IN THE HIGH COURT OF SINDH, KARACHI

Sp.Cr.A.T.A. No.11 of 2007

 

 

PRESENT:

MR. JUSTICE GULZAR AHMED &

MR. JUSTICE IRFAN SAADAT KHAN

 

 

J U D G M E N T

 

Date of hearing    :    26 January 2010.

Appellant through :    Mr.Muhammad Ashraf Qazi,Advocate.

Respondent through :    Mr. Muhammad Iqbal Awan, A.P.G.

 

 

GULZAR AHMED, J:-  By this appeal Appellant Sikandar Shah alias Shahji has challenged the judgment dated 05th May 2007 passed by the learned Judge, Anti-Terrorism Court No.1, Karachi by which the appellant was convicted and sentenced to imprisonment for life and forfeiture of properties to the extent of Rs.500,000/- (Rupees five lacs) for offence under Section 7(e) of the Anti-Terrorism Act, 1997 with benefit of Section 382-B, Cr.P.C.

 

The allegations against appellant is that he alongwith other co-accused had abducted Hamid Umer Sameen from Karachi and took him near Peshawar, who was later-on recovered from the Hujra of co-accused Fazal Rabbi. 

 

Learned counsel for the appellants has read the evidence of nine prosecution witnesses, including that of the abductee and his father. On reading of such evidence it has transpired that the case against appellant is at best that of abduction simplicitor and not abduction for ransom as neither the abductee nor his father or any one of the prosecution witnesses has stated in evidence that any demand for ransom was made by the accused involved in the abduction of Hamid Umer Sameen.  Learned APG also frankly concedes to such position and states that there is no evidence on the record which may establish the fact that any demand for ransom was made by the accused for the release of the abductee.

 

In this view of the matter it becomes apparent that the case against appellant would be that of under Section 365 PPC, which is triable by the Sessions Judge and provisions of Anti-Terrorism Act, 1997 will not be attracted.
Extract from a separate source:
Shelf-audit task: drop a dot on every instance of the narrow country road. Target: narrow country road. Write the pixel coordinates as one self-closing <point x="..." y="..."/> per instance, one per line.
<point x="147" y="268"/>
Such legal position is also conceded by the learned APG. Counsel for the appellant states that conviction and sentence of the appellant may be converted to that of 365 PPC and the impugned judgment may be modified accordingly. 

 

Consequently, we are satisfied that the case of appellant falls within the ambit of Section 365 PPC of simplicitor abduction and not that of abduction for ransom.

 

In view of the above observation, we convert the conviction and sentence of appellant to that of seven years R.I. under section 365 PPC and fine of Rs. 50,000/- and in case of default in payment of fine, further R.I. of one year, with benefit of section 382-B Cr.P.C. and remissions as admissible under law. With the above modification in the impugned judgment the appeal stands disposed off.